Buying vehicle insurance can be a dizzying experience, even for people who have been insuring their vehicles for years. There are a lot of options to consider, and a number of different types of coverage, and doing a little bit of thinking and research will often save a driver a substantial amount of money. One of the key things to remember is that once one determines the type and amount of insurance desired, it pays to shop around to multiple insurance agencies for quotes on vehicle insurance, as the difference can sometimes be substantial.
It's best to start with the bare minimum. In most regions, drivers need to carry some basic vehicle insurance by law, typically including basic liability and medical coverage. Someone with this basic coverage will be complying with the law, but he or she will be in trouble if anything costly happens to the car, which brings up the next step: deciding how much coverage one needs.
In addition to basic liability insurance, it's possible to purchase collision and comprehensive insurance, which protect drivers in accidents or in the event of something like a tree falling on a car. Underinsured and uninsured motorist coverage pays out if a driver is involved in an accident with someone who lacks insurance, and drivers can also purchase liability and medical insurance above the government-mandated minimum, something which is highly recommended, since the minimum is quite low.
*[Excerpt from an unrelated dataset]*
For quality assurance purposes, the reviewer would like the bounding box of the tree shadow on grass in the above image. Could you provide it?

If a driver thinks that he or she will not be able to replace a car if it is damaged beyond repair, he or she should get comprehensive and collision. Drivers who have cars with outstanding loans or who are leasing may be required to get such coverage by the company which holds the lien on the vehicle. These drivers may also want gap insurance, which covers the difference between the amount of lien and the value of the car. If, for example, a driver has a loan out for $45,000 US Dollars (USD) but the car has depreciated to $35,000 USD, the insurance company will only pay out $35,000 USD, leaving a gap which the driver must pay. Gap insurance covers the additional $10,000 USD in this instance, allowing the driver to cancel out the loan when the car is destroyed.
There are some other special circumstances to think about when selecting vehicle insurance. People who own major assets such as businesses or real estate may want to think about carrying very high liability coverage, so that lawyers are not tempted to go after these assets in an accident. Some drivers like roadside assistance, including towing, which can be a big help if a car breaks down in a remote area. Others may appreciate rental reimbursement, which means that the insurance company will pay for a rental car in the event that the insured vehicle is totaled or severely damaged.
Drivers should also pay attention to riders, like requirements that they use all aftermarket parts in repairs to cut costs, or clauses which cover drivers while they are in rental cars. Finally, it's important to remember that overinsurance can be an issue. If a driver has excellent health insurance, for example, it doesn't make sense to pay for huge personal injury policies with vehicle insurance, because the driver's insurance already covers him or her. Likewise, paying exorbitant fees for comprehensive and collision insurance on an older car makes less sense than putting that money in the bank so that it's ready in the event that the old car breaks down and needs to be replaced.